ベンチは3回に3ランを放っている森下翔太を申告敬遠、この日はまだヒットが出ていなかった4番・佐藤輝明との勝負を選んだ。しかし、結果は満塁ホームラン。佐藤は「ナメんなよ」と言わんばかりに、バックスクリーン右へ飛んでいく打球を見るのを途中でやめ、バットを放り捨てて一塁に歩き始めた。これについては、
「(交代させる)ピッチャーがおらんかったから」
救援陣防御率が4.56でリーグワーストのオリックス・ブルペンの力量を指摘したのだった。
岡田氏はゲームセット後に試合総括のコメントを求められたが、初回の二盗失敗が全てだと語っている。
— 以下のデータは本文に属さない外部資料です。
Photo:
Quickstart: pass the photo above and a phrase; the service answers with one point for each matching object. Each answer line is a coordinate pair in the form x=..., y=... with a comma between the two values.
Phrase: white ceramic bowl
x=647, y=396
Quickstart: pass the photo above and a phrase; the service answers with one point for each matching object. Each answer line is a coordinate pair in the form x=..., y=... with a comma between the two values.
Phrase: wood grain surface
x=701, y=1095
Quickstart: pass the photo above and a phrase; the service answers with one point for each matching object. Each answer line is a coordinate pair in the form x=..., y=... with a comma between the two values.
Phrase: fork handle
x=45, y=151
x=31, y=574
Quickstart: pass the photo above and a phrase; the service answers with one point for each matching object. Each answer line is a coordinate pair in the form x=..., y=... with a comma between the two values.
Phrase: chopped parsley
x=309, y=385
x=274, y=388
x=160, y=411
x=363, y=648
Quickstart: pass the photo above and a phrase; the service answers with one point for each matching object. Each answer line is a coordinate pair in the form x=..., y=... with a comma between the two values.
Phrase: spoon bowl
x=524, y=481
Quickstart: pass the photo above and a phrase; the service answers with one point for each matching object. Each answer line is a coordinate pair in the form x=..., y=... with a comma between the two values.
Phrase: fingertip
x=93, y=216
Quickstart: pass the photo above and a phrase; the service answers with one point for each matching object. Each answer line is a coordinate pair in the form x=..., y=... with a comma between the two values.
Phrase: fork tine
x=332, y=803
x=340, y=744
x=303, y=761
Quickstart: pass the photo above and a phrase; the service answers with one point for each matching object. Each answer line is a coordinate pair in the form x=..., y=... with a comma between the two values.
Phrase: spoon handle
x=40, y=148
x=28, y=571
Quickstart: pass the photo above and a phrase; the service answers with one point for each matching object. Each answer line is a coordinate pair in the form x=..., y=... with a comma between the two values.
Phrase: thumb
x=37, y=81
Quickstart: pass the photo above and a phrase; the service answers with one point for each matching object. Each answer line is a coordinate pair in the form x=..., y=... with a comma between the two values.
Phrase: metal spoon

日本一を経験した岡田氏と「1年生監督の岸田護」とでは、ゲーム展開を読む力に差があるの当然だ。
ちなみに佐藤の最終打席に出たホームランや好調な打撃のことを聞かれた岡田氏は、2つのエラーを記録したことに苦言を呈していた。噛み合っているようで噛み合っていないそんなやりとりも、虎ファンの間では話題になっている。
阪神が勝って、岡田節が聞けた。藤川球児監督も記者団との質疑で噛み合っていない時がある。噛み合わずとも、岡田節は虎ファンを楽しませてくれる。阪神の1年生監督との差も、さりげなく見せつけてくれたようである。